FROM STENDHAL TO HUGO
During his teenage years in the late 1960s, Xi was sent to Liangjiahe, a poor village located on China's Loess Plateau, as an "educated youth" to "learn from the peasants."
Amidst hardships of the country life, reading became Xi's spiritual solace. He read every literary classic he could find in the hamlet, and among them was The Red and The Black.
"Stendhal's The Red and The Black is very influential," Xi fondly reminisced years later. "But when it comes to portraying the intricacies of the world, works by Balzac and Maupassant are the best, for example, Balzac's The Human Comedy."
Classic books by French luminaries have left so profound an impression on the extensive reader that he often quotes them, particularly Victor Hugo, in his speeches. Addressing the landmark 2015 Paris climate change conference to call for a deal, Xi cited a perceptive line from Les Miserables: "Supreme resources spring from extreme resolutions."
Xi also has an affection for French artworks. He enjoys French composers Bizet and Debussy. He has visited several cultural sites, from the majestic Arc de Triomphe to the opulent halls of the Palace de Versailles. Deep in his heart, the timeless collections in the Louvre Museum and the revered sanctuary of the Notre Dame Cathedral are enduring treasures of human civilization.
In fact, Xi is not the first Chinese leader fond of French culture. During what is known as the Diligent Work-Frugal Study Movement around the 1920s, late Chinese leaders Zhou Enlai and Deng Xiaoping both traveled to France for educational sojourns in search of a way out for China, a country then torn by war, poverty and invasions.

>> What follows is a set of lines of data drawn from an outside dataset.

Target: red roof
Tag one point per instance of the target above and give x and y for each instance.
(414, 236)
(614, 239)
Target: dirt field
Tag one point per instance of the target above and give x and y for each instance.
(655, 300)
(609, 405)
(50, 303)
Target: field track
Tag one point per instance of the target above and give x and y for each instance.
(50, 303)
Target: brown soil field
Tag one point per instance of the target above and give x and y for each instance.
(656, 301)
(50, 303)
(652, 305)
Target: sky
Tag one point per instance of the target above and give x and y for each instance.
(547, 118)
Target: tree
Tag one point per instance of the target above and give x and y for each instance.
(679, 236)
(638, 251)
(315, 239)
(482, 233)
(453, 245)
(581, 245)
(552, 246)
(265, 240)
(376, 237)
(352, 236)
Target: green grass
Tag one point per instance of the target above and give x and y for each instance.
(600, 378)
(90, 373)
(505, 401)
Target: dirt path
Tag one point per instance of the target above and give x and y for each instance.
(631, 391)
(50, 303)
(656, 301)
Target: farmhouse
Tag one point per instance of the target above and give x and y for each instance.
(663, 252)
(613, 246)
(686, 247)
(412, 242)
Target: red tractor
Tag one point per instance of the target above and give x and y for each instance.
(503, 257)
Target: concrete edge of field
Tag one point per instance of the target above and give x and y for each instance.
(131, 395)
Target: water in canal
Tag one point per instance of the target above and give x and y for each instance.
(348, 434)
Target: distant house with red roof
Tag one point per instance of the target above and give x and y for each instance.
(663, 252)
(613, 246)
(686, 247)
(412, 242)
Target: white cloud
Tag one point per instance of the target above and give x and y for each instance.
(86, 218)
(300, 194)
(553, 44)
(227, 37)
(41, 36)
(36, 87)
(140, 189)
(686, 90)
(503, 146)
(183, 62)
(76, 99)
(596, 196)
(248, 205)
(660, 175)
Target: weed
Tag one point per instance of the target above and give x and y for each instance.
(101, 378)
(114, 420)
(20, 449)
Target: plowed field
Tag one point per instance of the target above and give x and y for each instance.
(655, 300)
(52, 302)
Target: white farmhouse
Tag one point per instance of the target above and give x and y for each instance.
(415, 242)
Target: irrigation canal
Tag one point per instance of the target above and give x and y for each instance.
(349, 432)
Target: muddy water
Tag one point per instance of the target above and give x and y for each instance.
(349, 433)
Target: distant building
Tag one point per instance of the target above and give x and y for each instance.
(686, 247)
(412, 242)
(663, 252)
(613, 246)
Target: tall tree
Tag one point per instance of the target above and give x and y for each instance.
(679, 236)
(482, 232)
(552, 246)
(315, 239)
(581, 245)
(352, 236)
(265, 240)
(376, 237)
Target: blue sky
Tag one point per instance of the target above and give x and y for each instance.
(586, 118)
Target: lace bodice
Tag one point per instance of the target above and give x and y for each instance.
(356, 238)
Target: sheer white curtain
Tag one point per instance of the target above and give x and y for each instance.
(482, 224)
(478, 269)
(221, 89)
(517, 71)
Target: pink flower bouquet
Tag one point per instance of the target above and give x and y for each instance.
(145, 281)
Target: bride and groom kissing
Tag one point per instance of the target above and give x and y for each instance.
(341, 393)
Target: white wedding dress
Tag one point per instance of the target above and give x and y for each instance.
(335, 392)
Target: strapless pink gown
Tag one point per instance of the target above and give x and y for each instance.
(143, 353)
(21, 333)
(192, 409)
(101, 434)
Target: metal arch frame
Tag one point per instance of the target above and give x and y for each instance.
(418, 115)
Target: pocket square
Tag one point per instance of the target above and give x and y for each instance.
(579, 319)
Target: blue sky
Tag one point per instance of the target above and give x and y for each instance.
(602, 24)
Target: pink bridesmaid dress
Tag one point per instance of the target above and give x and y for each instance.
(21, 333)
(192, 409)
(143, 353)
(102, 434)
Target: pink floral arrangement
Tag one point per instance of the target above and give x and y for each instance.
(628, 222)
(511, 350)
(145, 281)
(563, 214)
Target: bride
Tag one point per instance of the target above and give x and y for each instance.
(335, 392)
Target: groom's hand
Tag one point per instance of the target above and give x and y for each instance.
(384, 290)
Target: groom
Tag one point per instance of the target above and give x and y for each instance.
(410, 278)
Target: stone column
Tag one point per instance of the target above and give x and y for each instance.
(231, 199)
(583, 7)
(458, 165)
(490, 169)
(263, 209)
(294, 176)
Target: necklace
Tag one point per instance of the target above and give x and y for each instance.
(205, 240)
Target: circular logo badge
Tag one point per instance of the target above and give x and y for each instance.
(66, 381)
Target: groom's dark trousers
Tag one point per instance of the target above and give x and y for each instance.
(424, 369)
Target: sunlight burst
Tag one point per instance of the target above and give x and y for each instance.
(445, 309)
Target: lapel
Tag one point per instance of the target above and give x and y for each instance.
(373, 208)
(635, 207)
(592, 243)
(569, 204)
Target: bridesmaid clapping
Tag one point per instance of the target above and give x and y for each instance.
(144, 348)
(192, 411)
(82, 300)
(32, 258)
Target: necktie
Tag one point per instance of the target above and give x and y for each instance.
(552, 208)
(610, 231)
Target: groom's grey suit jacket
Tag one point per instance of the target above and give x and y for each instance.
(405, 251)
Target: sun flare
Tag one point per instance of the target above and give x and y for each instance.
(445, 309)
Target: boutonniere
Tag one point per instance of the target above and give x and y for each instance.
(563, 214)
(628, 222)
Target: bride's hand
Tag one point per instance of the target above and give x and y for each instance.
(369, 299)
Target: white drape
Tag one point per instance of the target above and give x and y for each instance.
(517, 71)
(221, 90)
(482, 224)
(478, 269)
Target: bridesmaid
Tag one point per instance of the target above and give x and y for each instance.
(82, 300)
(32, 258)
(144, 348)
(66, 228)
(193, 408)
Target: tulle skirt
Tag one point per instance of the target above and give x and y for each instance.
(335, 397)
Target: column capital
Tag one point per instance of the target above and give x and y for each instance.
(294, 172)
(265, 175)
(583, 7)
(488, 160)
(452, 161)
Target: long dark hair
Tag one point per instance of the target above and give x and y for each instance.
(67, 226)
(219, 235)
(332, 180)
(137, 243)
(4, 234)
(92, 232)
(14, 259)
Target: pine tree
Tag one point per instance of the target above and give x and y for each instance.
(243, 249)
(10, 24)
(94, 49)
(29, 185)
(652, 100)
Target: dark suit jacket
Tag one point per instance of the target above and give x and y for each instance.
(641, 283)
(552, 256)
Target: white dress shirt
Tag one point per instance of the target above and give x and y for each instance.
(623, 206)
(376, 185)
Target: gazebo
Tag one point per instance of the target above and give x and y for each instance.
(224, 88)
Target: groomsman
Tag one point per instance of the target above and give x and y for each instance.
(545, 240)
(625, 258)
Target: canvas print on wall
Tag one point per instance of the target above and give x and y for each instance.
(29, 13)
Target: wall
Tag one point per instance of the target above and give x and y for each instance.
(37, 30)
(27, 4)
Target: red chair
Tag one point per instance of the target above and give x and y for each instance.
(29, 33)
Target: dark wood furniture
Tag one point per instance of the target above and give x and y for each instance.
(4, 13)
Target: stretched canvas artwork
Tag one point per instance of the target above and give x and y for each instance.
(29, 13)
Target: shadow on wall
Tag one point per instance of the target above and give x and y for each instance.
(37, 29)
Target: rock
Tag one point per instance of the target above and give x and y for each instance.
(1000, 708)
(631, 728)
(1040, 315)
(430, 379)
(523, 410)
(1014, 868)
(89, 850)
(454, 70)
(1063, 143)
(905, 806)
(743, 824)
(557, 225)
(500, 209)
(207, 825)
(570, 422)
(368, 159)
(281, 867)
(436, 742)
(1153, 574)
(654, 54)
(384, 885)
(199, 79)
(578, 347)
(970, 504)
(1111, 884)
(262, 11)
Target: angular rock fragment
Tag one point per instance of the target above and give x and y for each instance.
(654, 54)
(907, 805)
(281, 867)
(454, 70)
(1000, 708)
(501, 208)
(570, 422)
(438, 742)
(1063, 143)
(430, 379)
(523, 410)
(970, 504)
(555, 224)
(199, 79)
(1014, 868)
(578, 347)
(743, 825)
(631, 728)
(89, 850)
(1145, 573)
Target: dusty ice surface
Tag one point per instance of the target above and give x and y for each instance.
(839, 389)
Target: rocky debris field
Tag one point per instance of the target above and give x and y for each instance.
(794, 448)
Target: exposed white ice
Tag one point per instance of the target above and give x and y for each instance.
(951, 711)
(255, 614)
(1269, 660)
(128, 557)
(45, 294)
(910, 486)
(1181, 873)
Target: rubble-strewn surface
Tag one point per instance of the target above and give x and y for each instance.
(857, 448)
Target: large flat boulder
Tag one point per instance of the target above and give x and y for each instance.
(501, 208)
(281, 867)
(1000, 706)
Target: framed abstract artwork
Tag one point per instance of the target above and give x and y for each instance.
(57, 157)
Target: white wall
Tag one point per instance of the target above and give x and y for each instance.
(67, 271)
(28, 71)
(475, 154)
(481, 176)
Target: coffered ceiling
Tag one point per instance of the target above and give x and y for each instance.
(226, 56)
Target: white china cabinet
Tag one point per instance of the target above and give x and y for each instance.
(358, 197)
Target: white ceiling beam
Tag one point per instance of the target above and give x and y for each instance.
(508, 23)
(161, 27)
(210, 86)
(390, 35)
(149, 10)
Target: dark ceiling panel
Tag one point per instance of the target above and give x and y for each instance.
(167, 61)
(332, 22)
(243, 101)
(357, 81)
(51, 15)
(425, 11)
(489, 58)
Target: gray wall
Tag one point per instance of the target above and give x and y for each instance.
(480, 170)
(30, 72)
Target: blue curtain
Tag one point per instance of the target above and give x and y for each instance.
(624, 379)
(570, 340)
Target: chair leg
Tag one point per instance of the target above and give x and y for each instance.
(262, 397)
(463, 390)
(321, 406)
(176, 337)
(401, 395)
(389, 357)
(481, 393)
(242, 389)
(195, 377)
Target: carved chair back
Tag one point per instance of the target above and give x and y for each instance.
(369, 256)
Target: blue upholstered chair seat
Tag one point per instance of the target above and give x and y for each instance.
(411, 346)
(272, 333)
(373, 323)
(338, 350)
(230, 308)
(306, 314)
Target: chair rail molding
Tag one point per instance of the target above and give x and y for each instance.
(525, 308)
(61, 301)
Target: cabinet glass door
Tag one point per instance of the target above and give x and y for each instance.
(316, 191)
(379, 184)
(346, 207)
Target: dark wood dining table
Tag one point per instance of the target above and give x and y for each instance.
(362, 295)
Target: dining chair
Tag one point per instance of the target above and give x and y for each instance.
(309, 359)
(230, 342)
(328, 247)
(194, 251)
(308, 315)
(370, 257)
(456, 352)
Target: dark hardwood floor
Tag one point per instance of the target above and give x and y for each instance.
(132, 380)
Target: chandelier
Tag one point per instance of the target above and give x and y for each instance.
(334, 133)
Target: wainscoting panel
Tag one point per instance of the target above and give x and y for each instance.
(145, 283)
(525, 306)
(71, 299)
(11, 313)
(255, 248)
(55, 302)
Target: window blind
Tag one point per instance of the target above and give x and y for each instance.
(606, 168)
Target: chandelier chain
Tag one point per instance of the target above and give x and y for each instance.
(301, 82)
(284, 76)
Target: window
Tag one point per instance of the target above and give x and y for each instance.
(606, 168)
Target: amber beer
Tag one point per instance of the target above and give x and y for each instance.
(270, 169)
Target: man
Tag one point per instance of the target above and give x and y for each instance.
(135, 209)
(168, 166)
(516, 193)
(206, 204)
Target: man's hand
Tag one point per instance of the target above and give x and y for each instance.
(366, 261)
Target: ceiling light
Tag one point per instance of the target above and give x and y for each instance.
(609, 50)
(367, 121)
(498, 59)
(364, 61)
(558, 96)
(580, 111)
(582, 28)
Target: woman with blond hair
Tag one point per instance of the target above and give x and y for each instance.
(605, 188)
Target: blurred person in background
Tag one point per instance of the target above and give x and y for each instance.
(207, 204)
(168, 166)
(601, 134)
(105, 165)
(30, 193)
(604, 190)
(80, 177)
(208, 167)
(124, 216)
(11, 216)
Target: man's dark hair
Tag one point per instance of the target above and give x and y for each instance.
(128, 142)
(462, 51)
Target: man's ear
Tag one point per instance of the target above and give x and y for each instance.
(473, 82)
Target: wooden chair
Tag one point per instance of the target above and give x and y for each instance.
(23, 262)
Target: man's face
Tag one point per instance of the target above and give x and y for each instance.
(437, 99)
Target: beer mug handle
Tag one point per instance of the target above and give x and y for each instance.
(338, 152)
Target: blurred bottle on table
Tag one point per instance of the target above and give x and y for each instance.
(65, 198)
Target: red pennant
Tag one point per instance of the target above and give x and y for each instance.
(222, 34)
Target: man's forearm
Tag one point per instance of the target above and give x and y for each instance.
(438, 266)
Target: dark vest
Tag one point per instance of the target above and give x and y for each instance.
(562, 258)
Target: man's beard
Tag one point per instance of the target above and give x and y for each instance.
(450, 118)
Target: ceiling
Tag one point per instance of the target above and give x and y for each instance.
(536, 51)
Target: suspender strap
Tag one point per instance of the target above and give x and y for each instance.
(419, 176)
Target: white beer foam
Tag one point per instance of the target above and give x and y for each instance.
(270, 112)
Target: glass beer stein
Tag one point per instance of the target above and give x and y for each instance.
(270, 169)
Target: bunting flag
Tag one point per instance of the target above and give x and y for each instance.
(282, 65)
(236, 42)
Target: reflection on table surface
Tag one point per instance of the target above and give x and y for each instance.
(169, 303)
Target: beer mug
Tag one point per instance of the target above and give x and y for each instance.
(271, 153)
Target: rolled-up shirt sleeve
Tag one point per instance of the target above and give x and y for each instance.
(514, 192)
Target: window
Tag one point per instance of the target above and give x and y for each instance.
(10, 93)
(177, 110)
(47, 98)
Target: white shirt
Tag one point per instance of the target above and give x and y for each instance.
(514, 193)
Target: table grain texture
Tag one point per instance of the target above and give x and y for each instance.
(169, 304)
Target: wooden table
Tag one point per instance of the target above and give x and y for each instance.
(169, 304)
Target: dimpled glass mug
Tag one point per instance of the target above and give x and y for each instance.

Back at that time, many patriotic Chinese youths were inspired by writings on the French Revolution, which is also the backdrop of Hugo's Les Miserables, one of Xi's most quoted French masterpieces. As Xi once recalled, one of the episodes that deeply touched him is when Bishop Myriel helps Jean Valjean and encourages him to be a better man.
"Great works possess great power to move readers," he said.